# Question About How Logan 200 Saddle Gibs Are Supposed To Work



## Fairbanks (Nov 2, 2015)

I am in the process of rebuilding my Logan 200 and ran into a little snag. 

I find that if I place the saddle on the lathe bed and tighten up the front gib bolts (on the right with a penny on it) and the saddle gib screws (on the left) the saddle is snug against the lathe bed and will not move. Also, I find that if I tighten one of these two gibs and not the other I have the same result, saddle snug against the bed and it will not move.  If I slightly loosen the 3 bolts on the saddle gib and the 2 screws on the front gib the saddle slides freely on the bed.  

Here's my question: Is this the way it is supposed to work? 

I kind of expected to be able to snug up the 3 bolts on the saddle gib and the 2 screws on the front gib and still be able to slide the saddle on the bed.  Is this incorrect?

Thanks in Advance! 

Steve


----------



## eeler1 (Nov 2, 2015)

If the saddle doesn't move, it's too 'snug'.  Loosen them up, snug front ones till you can't lift the front any, do by feel, then do same at rear.  Get it moving smoothly but without lifting off the bed.  Not a useful tool  if the saddle won't move.


----------



## Fairbanks (Nov 3, 2015)

eeler1 said:


> If the saddle doesn't move, it's too 'snug'.  Loosen them up, snug front ones till you can't lift the front any, do by feel, then do same at rear.  Get it moving smoothly but without lifting off the bed.  Not a useful tool  if the saddle won't move.
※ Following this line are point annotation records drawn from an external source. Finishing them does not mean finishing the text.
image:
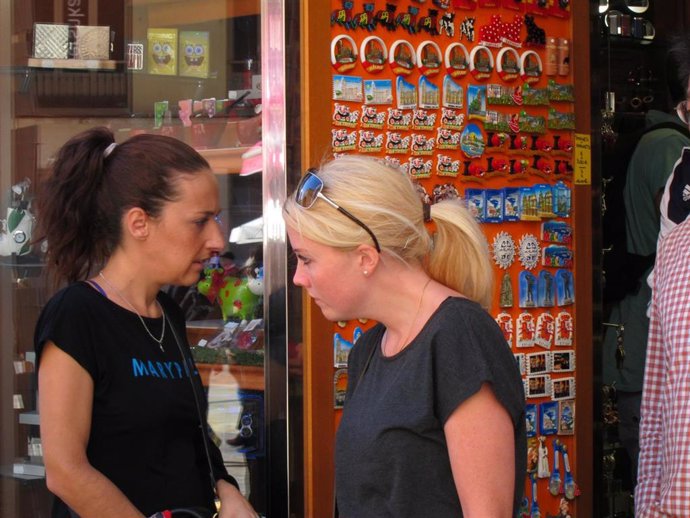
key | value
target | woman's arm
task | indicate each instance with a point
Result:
(65, 400)
(481, 446)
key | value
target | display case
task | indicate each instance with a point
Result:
(197, 71)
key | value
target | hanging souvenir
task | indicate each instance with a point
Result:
(343, 53)
(373, 54)
(401, 57)
(481, 63)
(429, 58)
(456, 60)
(508, 64)
(530, 67)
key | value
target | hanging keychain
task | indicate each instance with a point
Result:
(555, 480)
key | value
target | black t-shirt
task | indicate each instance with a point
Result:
(391, 452)
(145, 433)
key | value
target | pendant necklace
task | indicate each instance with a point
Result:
(159, 341)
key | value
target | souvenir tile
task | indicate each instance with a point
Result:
(505, 322)
(343, 116)
(566, 421)
(543, 336)
(371, 118)
(531, 419)
(396, 143)
(339, 388)
(538, 386)
(525, 330)
(563, 361)
(538, 363)
(564, 330)
(347, 88)
(378, 91)
(563, 388)
(548, 417)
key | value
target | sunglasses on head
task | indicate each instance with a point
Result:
(310, 189)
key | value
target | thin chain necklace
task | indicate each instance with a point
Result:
(414, 320)
(159, 341)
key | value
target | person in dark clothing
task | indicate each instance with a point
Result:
(121, 401)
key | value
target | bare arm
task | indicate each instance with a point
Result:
(65, 399)
(481, 447)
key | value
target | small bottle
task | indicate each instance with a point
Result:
(551, 67)
(563, 57)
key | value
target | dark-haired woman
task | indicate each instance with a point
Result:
(121, 403)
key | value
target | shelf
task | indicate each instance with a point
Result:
(74, 64)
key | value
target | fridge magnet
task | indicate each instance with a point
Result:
(538, 363)
(398, 120)
(370, 141)
(534, 96)
(563, 388)
(476, 102)
(396, 143)
(162, 45)
(564, 330)
(538, 386)
(446, 25)
(373, 53)
(453, 93)
(343, 116)
(566, 420)
(505, 322)
(545, 287)
(527, 290)
(508, 64)
(401, 58)
(543, 466)
(457, 60)
(543, 337)
(429, 95)
(556, 232)
(505, 299)
(525, 330)
(420, 168)
(421, 145)
(481, 63)
(445, 191)
(422, 120)
(494, 203)
(563, 361)
(378, 91)
(446, 166)
(339, 388)
(429, 58)
(565, 291)
(342, 140)
(371, 118)
(548, 418)
(194, 53)
(447, 139)
(343, 53)
(531, 419)
(407, 94)
(530, 67)
(511, 204)
(503, 248)
(347, 88)
(529, 251)
(476, 203)
(520, 362)
(451, 119)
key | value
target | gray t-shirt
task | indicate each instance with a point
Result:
(391, 453)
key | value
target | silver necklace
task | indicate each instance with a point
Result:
(159, 341)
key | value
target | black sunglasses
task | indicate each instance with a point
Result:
(309, 190)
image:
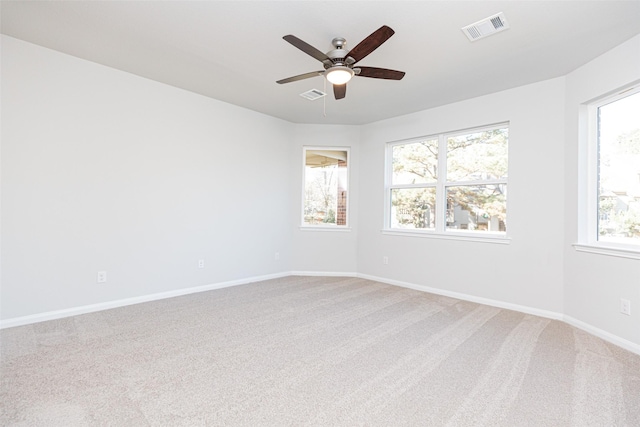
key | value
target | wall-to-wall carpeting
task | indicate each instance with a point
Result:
(314, 351)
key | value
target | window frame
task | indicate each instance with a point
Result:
(325, 226)
(440, 230)
(588, 236)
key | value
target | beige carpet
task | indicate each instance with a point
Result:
(311, 351)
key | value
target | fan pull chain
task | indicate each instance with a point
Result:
(324, 98)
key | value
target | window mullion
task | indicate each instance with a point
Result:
(441, 196)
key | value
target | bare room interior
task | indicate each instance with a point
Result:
(201, 224)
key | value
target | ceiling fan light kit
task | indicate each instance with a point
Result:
(339, 74)
(339, 62)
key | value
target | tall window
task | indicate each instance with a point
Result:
(326, 174)
(449, 183)
(615, 186)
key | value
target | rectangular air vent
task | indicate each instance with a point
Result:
(313, 94)
(486, 27)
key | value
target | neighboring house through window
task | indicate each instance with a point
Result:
(449, 184)
(326, 176)
(613, 174)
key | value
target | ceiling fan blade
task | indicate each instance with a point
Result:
(307, 48)
(380, 73)
(371, 43)
(301, 77)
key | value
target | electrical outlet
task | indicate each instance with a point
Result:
(102, 277)
(625, 306)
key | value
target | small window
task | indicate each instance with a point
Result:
(614, 186)
(449, 183)
(326, 175)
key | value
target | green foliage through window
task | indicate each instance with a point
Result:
(455, 181)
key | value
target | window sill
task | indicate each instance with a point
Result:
(332, 228)
(608, 250)
(452, 235)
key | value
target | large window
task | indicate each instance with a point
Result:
(326, 174)
(449, 183)
(614, 182)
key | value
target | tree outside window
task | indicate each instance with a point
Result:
(454, 181)
(325, 187)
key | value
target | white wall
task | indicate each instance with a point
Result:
(528, 271)
(104, 170)
(325, 251)
(595, 283)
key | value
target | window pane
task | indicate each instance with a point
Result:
(477, 207)
(478, 155)
(619, 171)
(415, 163)
(413, 207)
(325, 187)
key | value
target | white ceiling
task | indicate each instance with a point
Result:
(233, 50)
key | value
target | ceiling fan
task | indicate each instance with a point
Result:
(339, 63)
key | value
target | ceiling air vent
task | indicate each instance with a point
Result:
(486, 27)
(313, 94)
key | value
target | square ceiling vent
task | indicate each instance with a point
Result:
(313, 94)
(486, 27)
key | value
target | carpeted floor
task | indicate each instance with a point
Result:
(314, 351)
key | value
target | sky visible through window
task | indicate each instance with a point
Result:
(619, 170)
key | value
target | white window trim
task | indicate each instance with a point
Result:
(326, 227)
(588, 205)
(440, 231)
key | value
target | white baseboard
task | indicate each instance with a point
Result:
(74, 311)
(324, 273)
(614, 339)
(58, 314)
(466, 297)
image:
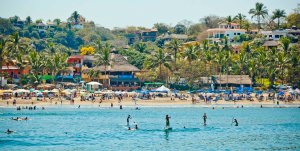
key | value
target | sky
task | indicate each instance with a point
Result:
(123, 13)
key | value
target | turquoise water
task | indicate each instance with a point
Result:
(91, 128)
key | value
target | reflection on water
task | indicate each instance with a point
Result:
(105, 129)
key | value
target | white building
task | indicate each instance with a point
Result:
(274, 35)
(229, 30)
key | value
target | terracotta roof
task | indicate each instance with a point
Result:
(10, 68)
(118, 63)
(270, 44)
(224, 29)
(232, 79)
(76, 57)
(174, 36)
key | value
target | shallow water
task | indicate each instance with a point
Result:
(88, 128)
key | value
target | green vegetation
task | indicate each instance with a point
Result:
(46, 47)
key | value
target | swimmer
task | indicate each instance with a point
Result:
(236, 122)
(136, 127)
(128, 118)
(168, 121)
(9, 131)
(204, 119)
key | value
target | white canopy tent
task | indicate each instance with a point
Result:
(163, 89)
(93, 86)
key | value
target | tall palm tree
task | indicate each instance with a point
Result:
(141, 47)
(277, 14)
(15, 45)
(282, 60)
(2, 46)
(75, 16)
(227, 63)
(57, 21)
(36, 63)
(242, 63)
(259, 11)
(219, 60)
(28, 20)
(103, 58)
(190, 53)
(228, 20)
(285, 44)
(240, 18)
(175, 45)
(159, 59)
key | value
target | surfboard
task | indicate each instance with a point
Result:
(168, 128)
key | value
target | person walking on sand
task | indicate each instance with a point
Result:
(204, 119)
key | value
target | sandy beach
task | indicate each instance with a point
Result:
(165, 101)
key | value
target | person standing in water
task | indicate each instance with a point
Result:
(167, 121)
(204, 119)
(128, 118)
(236, 123)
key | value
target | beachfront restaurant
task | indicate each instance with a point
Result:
(226, 80)
(118, 76)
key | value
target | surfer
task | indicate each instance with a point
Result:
(128, 117)
(204, 119)
(168, 121)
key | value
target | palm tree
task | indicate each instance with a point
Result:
(2, 46)
(240, 18)
(28, 20)
(35, 61)
(242, 63)
(282, 60)
(75, 16)
(277, 14)
(259, 11)
(57, 21)
(190, 53)
(227, 62)
(219, 60)
(15, 45)
(228, 20)
(159, 59)
(208, 57)
(141, 47)
(285, 43)
(103, 58)
(175, 46)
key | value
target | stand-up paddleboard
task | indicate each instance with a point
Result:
(168, 128)
(9, 132)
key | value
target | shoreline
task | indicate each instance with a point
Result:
(151, 103)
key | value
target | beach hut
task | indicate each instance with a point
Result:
(163, 89)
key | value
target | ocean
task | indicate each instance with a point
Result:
(95, 128)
Thanks for the quick response EE.  I guess it's pretty obvious once you know how it's supposed to work.  It can't (won't) work any other way!


----------



## wa5cab (Nov 3, 2015)

The 200 Series parts manual that I have doesn't show any but I would have expected to find a shim pack between each gib and the saddle on the rear or two spacers on the front.  Adjusting running clearance with non-locking bolts doesn't seem a satisfactory solution to me.  The Atlas machines (where they are called Bearing Plates, and I would have called them Hold Down Plates) all ship from the factory with around 0.010" of shims in the equivalent locations.  What I would do is to use feeler gauges to determine required thickness and then make and install shims.  The requirements are that the saddle should slide freely from headstock to tailstock, and that pulling up on the carriage produces virtually no motion.  If the bed is worn near the headstock, the second requirement won't be met of course.  But all of the bolts should be torqued up tight.  Otherwise, they will eventually fall out.


----------



## Terrywerm (Nov 7, 2015)

I agree with what Robert says about shims. I had the saddle off of my 200 some time back, and there are shims under the gibs (or bearing plates) on it, and the bolts are kept tight.


----------



## Fairbanks (Nov 7, 2015)

Terry and Robert-  Thanks for the feed back.  I have it working for now by not snugging up the bolts/screws.  Before I finish this phase of the project I think I will make up sets of shim packs so that the bolts/screws can be snugged up.

Steve


----------